4 Ways Excess Inventory and Idle Equipment Increase Overhead Costs

Excess inventory, idle equipment increase overhead costs | Liquidity Services

Maybe you’re waiting out the U.S. trade war with China, or you’ve got an eye on the hard Brexit date. Or, maybe you’re just in the middle of some expected seasonal downtime. Whatever the reason, you have mothballed equipment not being used, stockpiled supplies, and excess inventory that’s overflowing your warehouses. Every day you’re storing idle equipment and inventory, though, is a day you’re wasting thousands in overhead costs that could’ve been better spent elsewhere.

$32,000+ of Wasted Space in Your Warehouses and Factory Floors

Don’t believe it? Let’s do some quick math.

A recent warehouse industry survey puts the average cost of warehouse space at $6.53 per square foot. And, 64% of U.S. warehouses are at least 25,000 square feet, according to the United States Energy Information Association.

So, if fifteen to twenty percent of your warehouse or factory floor is effectively an “extra equipment” museum, then you’re throwing away $32,000+ every year. And, that’s just a ballpark estimate! If you have entire warehouses dedicated to excess inventory or returned stock that sits for months at a time, that’s a real money sink on your hands.

9+% Maintenance Costs for Excess Inventory and Equipment

All equipment needs repairs – all inventory stay pristine – if it will ultimately be useful for the company. This includes labor costs to maintain equipment and warehouse space. Sometimes, this also includes environmental maintenance costs for sensitive materials, like temperature and humidity maintenance.

Maintenance budgets normally reserve about 5-6% of the machine or inventory’s market value for labor expenses with an additional 3-4% for needed supplies. Plus, there’s an extra 1-2% for building maintenance expenses.

In all, you can expect to spend anywhere from 9 to 12% of your idle equipment or inventory’s market value on maintenance alone – and it’s not making your company a dime.

Beyond Capital Asset Depreciation: Your Increased Real Estate and Employee Tax Burden

On top of the space and maintenance costs for idle equipment and extra inventory, there’s an increased tax burden to consider.

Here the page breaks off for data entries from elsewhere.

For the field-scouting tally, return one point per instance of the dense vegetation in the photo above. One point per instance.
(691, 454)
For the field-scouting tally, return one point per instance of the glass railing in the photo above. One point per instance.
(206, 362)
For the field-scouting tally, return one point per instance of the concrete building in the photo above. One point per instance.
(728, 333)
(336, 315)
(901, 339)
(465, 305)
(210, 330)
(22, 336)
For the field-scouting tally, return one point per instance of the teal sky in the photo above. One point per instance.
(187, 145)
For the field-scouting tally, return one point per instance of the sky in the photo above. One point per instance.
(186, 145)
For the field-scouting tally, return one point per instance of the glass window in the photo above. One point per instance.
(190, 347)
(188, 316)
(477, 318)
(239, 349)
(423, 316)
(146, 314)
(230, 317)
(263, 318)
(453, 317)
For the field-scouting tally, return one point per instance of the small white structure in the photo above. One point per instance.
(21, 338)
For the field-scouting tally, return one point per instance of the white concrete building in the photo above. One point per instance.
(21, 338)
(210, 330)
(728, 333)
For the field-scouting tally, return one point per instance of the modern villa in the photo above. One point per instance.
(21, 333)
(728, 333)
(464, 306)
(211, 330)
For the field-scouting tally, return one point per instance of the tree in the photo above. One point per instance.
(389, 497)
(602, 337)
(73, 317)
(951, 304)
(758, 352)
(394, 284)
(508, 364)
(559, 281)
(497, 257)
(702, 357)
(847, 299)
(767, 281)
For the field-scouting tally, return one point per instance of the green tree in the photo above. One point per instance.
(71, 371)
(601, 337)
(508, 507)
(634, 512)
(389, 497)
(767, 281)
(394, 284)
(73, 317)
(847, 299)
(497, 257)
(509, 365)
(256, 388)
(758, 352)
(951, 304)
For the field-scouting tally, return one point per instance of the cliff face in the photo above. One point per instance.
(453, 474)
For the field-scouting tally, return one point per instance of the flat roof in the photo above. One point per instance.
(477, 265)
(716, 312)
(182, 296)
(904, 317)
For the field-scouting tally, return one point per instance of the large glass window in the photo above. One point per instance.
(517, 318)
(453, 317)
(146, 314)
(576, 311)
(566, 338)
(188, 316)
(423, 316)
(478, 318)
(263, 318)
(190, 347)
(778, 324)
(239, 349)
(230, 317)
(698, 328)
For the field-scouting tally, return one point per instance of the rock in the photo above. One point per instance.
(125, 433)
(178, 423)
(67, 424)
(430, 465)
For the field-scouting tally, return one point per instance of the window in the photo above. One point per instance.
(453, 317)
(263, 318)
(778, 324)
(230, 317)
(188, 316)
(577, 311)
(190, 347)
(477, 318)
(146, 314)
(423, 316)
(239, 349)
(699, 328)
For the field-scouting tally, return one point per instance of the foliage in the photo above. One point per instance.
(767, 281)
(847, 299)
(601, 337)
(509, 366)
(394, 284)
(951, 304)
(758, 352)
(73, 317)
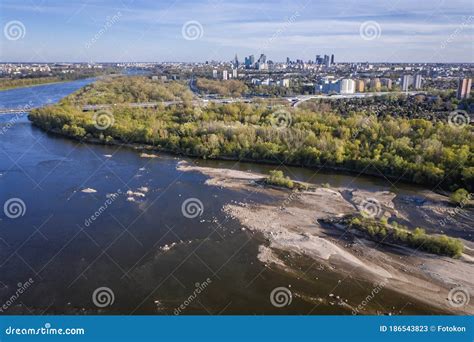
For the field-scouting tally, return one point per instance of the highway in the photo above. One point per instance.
(203, 100)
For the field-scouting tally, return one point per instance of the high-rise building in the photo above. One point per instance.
(386, 82)
(418, 81)
(249, 62)
(464, 88)
(407, 82)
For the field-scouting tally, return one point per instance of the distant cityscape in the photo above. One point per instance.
(323, 75)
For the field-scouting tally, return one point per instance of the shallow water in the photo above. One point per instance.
(68, 255)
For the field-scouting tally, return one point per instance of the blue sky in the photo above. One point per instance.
(141, 30)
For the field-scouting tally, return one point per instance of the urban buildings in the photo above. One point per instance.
(360, 86)
(375, 84)
(464, 88)
(387, 83)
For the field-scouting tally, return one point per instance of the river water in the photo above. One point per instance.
(69, 247)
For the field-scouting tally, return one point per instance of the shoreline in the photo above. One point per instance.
(290, 225)
(146, 147)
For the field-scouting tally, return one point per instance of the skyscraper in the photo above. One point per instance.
(464, 88)
(375, 84)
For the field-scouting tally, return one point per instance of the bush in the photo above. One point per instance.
(418, 238)
(278, 178)
(460, 197)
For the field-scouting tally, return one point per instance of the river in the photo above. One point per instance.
(139, 246)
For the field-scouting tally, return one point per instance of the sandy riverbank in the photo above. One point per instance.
(291, 225)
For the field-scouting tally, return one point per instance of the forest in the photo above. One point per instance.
(421, 151)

Sure, capital assets like equipment and materials may be tax-advantaged through depreciation. But, you still pay real estate taxes for your commercial properties, and taxes on your employees’ compensation.

Every day you’re storing equipment that’s not producing goods or excess inventory that’s not available for purchase, you spend thousands in taxes for the privilege of hoarding it.

Higher Insurance Service Costs for Equipment, Products, Supplies and Excess Inventory You’re Not Using

Overhead for businesses includes necessary insurance payments ranging from professional liability to workers’ compensation. Property insurance pays for repair or replacement of equipment, inventory, supplies – anything inside the insured commercial building – should something happen.

Let’s estimate that commercial property insurance costs between $1,000 and $3,000 for every million dollars of coverage. In addition to covering your active lines and current products before they’re shipped to customers or stores, your commercial property insurance also covers idle equipment, unneeded supplies, and returned inventory.

Between insurance, taxes, maintenance, and storage – that’s tens of thousands you’re spending to keep unused and unwanted property. What else could you have spent that money on? Employee retention through training and benefits? Upgrading equipment? Product development?

And imagine how much more you could invest if you go an extra step further and sellthose formerly worthless assets to other businesses. That idle equipment and extra inventory becomes a new revenue opportunity instead of an unavoidable sunk cost.